[Maxima] Re: sum evals first argument inconsistently
Martin RUBEY
rubey@labri.fr
Tue, 20 May 2003 16:01:26 +0200 (CEST)
Summary: I like the evaluation rules of integrate better than those of
sum, and I certainly want to have them consistent. I believe that
integrate simply evaluates all its arguments before proceeding.
Dear Stavros and all the others interested in evaluation rules:
This reminds me a lot of our old discussion on evaluation rules...
http://www.ma.utexas.edu/pipermail/maxima/2002/003101.html
http://www.ma.utexas.edu/pipermail/maxima/2002/003107.html
http://www.ma.utexas.edu/pipermail/maxima/2002/003108.html
and some other things in the same thread
Consider the following:
(C3) [sum(2^x,x,0,3),sum(2^x,x,0,inf)],x:3;
(D3) [15,'SUM(2^x,x,0,INF)]
seems consistent to me.
(C4) [sum(z,z,0,3),sum(z,z,0,inf)],z:y^k;
(D4) [6,'SUM(z,z,0,INF)]
OK.
(C5) [sum(z,k,0,3),sum(z,k,0,inf)],z:y^k;
(D5) [4*y^k,'SUM(y^k,k,0,INF)]
With your proposal, this would become
(D5') [1+y+y^2+y^3,...]
But is D4 and D5' consistent? To me, D3 and D4 suggest that the first arg
is *not* evaluated, however, in this case I'd rather expect sum(z,k,0,inf)
to give INF.
After some more testing, it seems that - at the moment - the first
argument is evaluated only *after* simplification of the sum took place!
Probably we want to change this.
So what I'm saying is that not sum(z,k,0,3),z:y^k is inconsistent with the
rest of sum but rather sum(z,k,0,inf),z:y^k.
I find it interesting that integrate behaves differently with respect to
the second arg also - maybe this behaviour is not so bad, because it makes
it clearer what's happening:
(C6) integrate(x,x,0,5),x:1;
Variable of integration not a variable: 1
(C7) integrate(z,z,0,3),z:y^k;
Improper variable of integration: y^k
(C8) (x:2,integrate('x,'x,0,2));
(D8) 2
(C9) (x:2,integrate(x,'x,0,2));
(D9) 4
What I didn't expect, though:
(C10) integrate(x,'x,0,2),x:2;
Variable of integration not a variable: 2
Apart of the error resulting from (C10), this makes situations as (C3) and
(C4) impossible. Am I right that integrate simply evaluates all arguments
before doing anything else? (tracing seems to confirm this)

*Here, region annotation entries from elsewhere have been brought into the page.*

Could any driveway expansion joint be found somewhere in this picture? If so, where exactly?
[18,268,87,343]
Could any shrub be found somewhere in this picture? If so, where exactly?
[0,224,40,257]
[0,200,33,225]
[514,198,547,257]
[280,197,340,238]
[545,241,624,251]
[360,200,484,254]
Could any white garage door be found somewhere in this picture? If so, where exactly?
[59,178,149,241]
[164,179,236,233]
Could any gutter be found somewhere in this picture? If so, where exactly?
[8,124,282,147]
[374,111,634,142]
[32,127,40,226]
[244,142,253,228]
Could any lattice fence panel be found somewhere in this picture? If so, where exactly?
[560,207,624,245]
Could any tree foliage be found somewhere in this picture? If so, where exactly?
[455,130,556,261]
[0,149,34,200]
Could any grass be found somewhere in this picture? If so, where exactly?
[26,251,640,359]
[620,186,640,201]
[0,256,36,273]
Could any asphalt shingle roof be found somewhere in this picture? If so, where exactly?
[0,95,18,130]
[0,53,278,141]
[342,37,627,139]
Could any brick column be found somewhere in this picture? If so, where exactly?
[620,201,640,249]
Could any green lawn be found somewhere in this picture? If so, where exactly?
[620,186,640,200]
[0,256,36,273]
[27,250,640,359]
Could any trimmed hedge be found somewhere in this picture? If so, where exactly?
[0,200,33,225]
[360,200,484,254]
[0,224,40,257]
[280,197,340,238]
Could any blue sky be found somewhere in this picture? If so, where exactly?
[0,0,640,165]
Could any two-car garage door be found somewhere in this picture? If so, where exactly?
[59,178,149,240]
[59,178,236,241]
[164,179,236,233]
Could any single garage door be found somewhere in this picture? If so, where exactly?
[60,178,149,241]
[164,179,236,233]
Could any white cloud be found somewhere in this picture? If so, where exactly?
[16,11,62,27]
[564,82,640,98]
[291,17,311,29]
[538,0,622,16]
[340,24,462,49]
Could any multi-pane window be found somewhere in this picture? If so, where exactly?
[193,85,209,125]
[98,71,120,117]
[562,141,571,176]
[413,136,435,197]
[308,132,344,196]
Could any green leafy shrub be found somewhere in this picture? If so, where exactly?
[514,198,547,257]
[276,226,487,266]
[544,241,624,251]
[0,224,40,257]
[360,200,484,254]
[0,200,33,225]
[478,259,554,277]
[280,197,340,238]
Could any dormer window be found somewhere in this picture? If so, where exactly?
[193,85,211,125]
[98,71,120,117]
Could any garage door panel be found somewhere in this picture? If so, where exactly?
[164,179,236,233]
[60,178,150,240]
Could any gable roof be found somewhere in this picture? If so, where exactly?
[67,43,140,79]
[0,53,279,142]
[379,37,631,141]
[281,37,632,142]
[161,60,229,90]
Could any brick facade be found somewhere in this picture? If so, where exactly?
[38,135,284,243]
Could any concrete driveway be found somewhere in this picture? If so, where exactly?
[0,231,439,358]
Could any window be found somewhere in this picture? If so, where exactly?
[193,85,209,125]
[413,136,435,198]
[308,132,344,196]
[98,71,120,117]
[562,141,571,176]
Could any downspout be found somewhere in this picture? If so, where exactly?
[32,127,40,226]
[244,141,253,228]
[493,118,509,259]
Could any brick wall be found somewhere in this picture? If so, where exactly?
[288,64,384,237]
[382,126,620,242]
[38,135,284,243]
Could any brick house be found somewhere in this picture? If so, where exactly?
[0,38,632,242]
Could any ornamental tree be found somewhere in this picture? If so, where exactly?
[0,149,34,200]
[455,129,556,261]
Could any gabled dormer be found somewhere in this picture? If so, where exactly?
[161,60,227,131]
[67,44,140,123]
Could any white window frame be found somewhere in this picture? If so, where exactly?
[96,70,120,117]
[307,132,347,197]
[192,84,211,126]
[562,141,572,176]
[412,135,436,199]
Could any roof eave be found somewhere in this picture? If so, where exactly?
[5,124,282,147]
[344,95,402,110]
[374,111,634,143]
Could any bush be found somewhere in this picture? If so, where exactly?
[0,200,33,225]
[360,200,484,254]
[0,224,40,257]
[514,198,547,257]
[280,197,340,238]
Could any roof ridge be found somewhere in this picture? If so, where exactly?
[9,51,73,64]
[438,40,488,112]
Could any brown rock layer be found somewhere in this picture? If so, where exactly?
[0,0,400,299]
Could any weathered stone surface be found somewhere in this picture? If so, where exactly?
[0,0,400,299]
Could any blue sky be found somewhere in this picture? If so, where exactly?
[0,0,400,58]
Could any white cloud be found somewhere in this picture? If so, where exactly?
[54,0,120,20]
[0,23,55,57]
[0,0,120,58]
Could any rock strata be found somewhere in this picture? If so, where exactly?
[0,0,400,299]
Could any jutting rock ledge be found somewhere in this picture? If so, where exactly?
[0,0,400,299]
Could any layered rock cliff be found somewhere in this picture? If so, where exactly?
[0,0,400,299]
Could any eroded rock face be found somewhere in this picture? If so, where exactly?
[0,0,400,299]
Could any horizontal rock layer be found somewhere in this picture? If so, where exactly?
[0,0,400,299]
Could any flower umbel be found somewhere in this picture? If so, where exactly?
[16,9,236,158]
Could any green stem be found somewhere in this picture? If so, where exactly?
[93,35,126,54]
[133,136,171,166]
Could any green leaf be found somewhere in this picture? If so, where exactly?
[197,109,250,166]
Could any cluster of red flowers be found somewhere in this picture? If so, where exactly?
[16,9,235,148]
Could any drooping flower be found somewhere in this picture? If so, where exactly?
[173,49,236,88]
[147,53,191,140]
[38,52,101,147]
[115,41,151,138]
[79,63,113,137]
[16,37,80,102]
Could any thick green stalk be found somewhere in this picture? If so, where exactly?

I cannot see a reason for evaluating the first arg >> with the summation
variable bound to itself <<, it seems to me that this makes the evaluation
rules unnessecarily complicated!
Martin
> Consider
>
> foo: i^2;
>
> sum('foo,i,0,2) => 3*foo (correct)
> sum(foo,i,0,2) => 3*i^2 WRONG
> sum(foo,i,0,n) => 'sum(i^2,i,0,n) (correct)
>
> In the case where upperlimit-lowerlimit is a known
> integer, simpsum is checking whether foo is free of i
> *before* evaluating foo.
>
> I believe the correct way to handle this case is as
> follows: First evaluate foo with i bound to itself, and
> check if that result is free of i. If so, return the product.
> If not, *substitute* (don't evaluate) i=lowerlimit,
> i=lowerlimit+1, etc.
>
> This means that sum(print(i),i,1,2) would print "i", and
> not "1 2". That makes it consistent with Integrate:
>
> integrate('foo,i,0,2) => 2*foo (correct)
> integrate(foo,i,0,2) => 8/3 (correct)
> integrate(foo,i,0,n) => n^3/3 (correct)
>
> It also makes it consistent with Integrate in the
> presence of side-effects:
>
> integrate(print(i),i,0,1) prints i
> sum(print(i),i,0,1)
> currently prints 0 1
> but in this proposal would print i
>
> It is true that it would also create some funny situations.
>
> Currently,
>
> sum(integrate(x^i,x),i,0,2)
>
> evaluates correctly to x+x^2/2+x^3/3. Under this
> proposal, it would also evaluate *correctly*, but would
> first ask whether i+1 is zero or nonzero. Unless, that is,
> simpsum binds i to be an integer and to have a value
> >=lowerlimit and <=upperlimit (which is a sensible thing
> to do anyway).
>
> Now consider
>
> sum(integrate(1/(x^i+1),i),i,0,1)
>
> This currently correctly evaluates to x/2+log(x+1).
> Under the proposal, however, it would evaluate to a sum
> of noun forms, since the integral does not exist in
> closed form. I think we can live with that; an ev
> (...,integrate) takes care of it.
>
> But I still like the proposal. After all, if you set the result
> of the integration expression above to a temporary
> variable (which seems like a sensible thing to do), you
> will run into the original bad behavior.